Additionally, telehealth has become an established practice after the COVID-19 pandemic and is becoming implemented in GVHD and HCT survivorship programs.13,14 Telehealth allows for easier access for patients, especially those from lower SES, who otherwise were hindered by geographical distance to transplant center and associated travel costs. Enhancing telehealth capabilities and promoting decentralized clinical trials with remote monitoring can help in giving patients better access to GVHD care and clinical trials, without hinderance from travel costs and time away from work.

Finally, improvement in costs and access to newer GVHD therapies, particularly for those from lower SES, is crucial to improving outcomes for this vulnerable population. The 30-day cost of recent FDA-approved therapies for GVHD can exceed $20 000. Choice and access to newer therapies can be cost prohibitive and determined by SES and insurance coverage rather than by need or effectiveness.

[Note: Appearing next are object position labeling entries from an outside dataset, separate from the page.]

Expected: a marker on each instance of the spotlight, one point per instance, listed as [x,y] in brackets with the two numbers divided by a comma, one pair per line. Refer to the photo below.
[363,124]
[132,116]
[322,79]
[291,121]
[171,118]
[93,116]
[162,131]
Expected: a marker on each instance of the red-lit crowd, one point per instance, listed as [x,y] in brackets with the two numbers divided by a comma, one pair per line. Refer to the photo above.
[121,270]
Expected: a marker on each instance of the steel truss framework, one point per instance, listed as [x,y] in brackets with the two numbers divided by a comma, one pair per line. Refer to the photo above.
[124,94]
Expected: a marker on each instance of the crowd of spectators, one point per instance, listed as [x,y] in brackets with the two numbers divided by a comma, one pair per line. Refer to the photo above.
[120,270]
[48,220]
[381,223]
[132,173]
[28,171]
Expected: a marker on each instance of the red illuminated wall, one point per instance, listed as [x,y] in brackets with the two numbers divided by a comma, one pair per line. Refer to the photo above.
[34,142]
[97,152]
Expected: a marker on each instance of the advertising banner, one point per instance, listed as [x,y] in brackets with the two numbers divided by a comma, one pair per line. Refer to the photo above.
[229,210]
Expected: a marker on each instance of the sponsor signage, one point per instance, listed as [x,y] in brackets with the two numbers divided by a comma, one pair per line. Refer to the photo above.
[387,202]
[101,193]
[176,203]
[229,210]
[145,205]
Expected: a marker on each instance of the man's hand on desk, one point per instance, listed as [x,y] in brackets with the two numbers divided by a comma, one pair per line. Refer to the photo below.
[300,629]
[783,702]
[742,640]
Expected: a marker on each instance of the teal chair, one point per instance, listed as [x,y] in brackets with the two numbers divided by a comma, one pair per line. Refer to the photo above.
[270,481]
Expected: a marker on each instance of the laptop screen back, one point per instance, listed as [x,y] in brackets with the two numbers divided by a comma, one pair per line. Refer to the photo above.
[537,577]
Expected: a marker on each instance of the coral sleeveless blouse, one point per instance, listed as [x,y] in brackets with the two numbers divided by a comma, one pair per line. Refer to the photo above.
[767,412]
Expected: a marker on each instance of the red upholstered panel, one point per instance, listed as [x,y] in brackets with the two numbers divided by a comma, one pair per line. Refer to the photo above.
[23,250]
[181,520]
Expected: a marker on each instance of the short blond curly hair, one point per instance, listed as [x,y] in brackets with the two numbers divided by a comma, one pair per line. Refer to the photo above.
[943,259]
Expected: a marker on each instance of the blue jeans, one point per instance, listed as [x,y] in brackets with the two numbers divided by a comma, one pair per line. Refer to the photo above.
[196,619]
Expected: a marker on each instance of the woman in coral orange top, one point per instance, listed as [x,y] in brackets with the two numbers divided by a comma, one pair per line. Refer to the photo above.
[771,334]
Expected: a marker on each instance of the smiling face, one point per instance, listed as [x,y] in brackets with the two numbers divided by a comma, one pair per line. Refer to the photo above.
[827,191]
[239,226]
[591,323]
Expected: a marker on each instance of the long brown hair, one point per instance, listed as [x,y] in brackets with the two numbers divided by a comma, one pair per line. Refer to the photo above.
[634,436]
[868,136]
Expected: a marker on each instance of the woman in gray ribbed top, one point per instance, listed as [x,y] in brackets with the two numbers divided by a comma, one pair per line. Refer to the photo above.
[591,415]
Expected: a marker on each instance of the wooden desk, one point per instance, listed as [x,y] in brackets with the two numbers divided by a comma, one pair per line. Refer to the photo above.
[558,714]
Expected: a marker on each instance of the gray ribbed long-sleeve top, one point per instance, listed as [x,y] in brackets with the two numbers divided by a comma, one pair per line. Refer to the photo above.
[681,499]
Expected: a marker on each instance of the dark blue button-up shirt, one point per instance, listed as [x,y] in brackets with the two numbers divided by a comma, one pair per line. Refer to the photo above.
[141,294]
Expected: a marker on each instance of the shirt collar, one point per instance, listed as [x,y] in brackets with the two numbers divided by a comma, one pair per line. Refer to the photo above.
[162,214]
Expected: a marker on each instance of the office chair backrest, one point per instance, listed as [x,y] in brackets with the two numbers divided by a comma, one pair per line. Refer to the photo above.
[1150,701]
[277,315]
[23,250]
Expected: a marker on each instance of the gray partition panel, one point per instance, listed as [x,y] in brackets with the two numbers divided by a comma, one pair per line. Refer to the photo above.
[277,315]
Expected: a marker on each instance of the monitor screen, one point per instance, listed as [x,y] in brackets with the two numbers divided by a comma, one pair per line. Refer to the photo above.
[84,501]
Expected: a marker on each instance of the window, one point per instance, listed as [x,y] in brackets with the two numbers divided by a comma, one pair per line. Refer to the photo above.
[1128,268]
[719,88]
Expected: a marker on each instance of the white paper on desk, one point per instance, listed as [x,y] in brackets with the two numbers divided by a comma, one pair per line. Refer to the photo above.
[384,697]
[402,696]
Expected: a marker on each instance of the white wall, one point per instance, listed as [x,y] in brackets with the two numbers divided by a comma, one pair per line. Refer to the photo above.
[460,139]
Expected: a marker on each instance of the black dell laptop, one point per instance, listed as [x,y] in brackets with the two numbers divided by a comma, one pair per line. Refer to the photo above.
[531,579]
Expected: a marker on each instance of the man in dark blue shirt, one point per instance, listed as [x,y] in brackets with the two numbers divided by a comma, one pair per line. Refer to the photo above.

The National Marrow Donor Program (NMDP) has taken initiatives to address disparate outcomes associated with patient race and lower SES in HCT. The 15-MMUD and ACCESS clinical trials both have demonstrated high accrual in racial/ethnic minorities. The NMDP-ACCESS initiative, launched in 2022, seeks to focus on awareness, poverty, and racial and ethnic inequity through collaboration with physicians as well as program administrators, health policy and health equity experts, health service researchers, participants from commercial payer organizations, and federal stakeholders.15 These efforts are commendable and important first steps. However, there is still more to be done to rectify the disparate outcomes associated with patient race and lower SES, not only in access to HCT, but in GVHD outcomes and survival.

Conflict-of-interest disclosure: H.S.M. reports advisory board with Bristol Myers Squibb, Jazz Pharmaceuticals, Incyte, and Senti Bio; and also serves as medical monitor for Blood and Marrow Transplant Clinical Trial Network.